The South American meiolaniformes all went extinct around the end of the Eocene (~33 mya), but some meiolaniids had already dispersed across to Australia via Antarctica (before the continents had fully separated, and before Antarctica had frozen over) and they continued to survive there for most of the rest of the Cenozoic. They even went on to spread to various islands around Oceania, suggesting they were able to float and swim like modern giant tortoises.

The largest Australian meiolaniids reached sizes of around 2.5m long (8′2″), making them some of the biggest of all known terrestrial turtles. These giant forms went extinct in the Late Pleistocene, around 50,000 years ago, alongside much of the other Australian megafauna.

A few smaller varieties hung on in smaller islands to the east, with one of the latest-surviving species being Meiolania platyceps on Lord Howe island. It was only about half the size of its biggest Australian relatives – an example of insular dwarfism – and lived into the Late Holocene just 3000-2000 years ago.

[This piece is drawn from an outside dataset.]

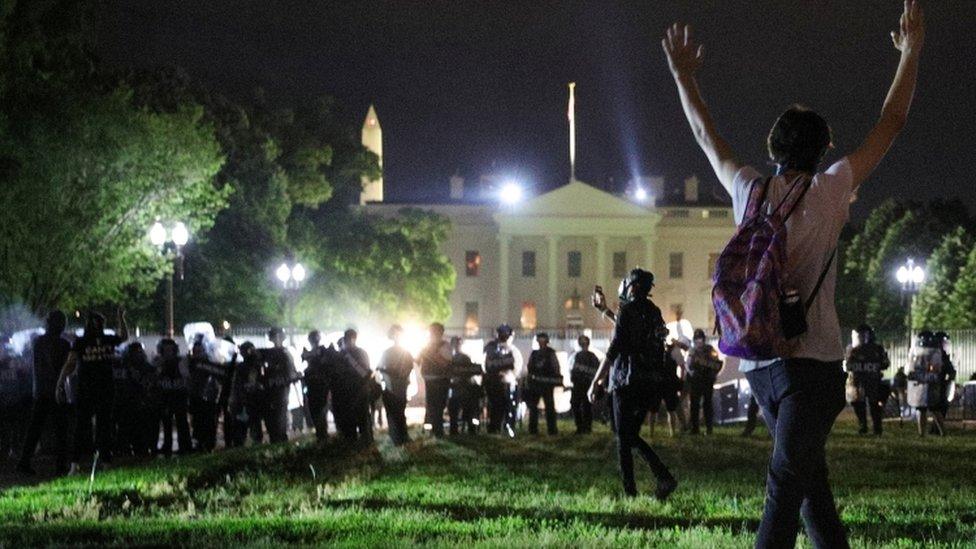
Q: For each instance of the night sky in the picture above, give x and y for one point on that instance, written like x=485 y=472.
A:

Meiolania species on other islands seem to have gone extinct after the arrival of humans. But Lord Howe Island appears to have never been inhabited prior to European settlement in the late 1700s, so it’s unclear why this last of the meiolaniformes disappeared.

[Edit: A 2018 study of Meiolania platyceps’ anatomy suggests it may have been more aquatic than previously thought. It might have been something like a giant herbivorous snapping turtle or an armored reptilian hippo, bottom-walking around in coastal lagoons, with its big nasal cavity housing salt glands.]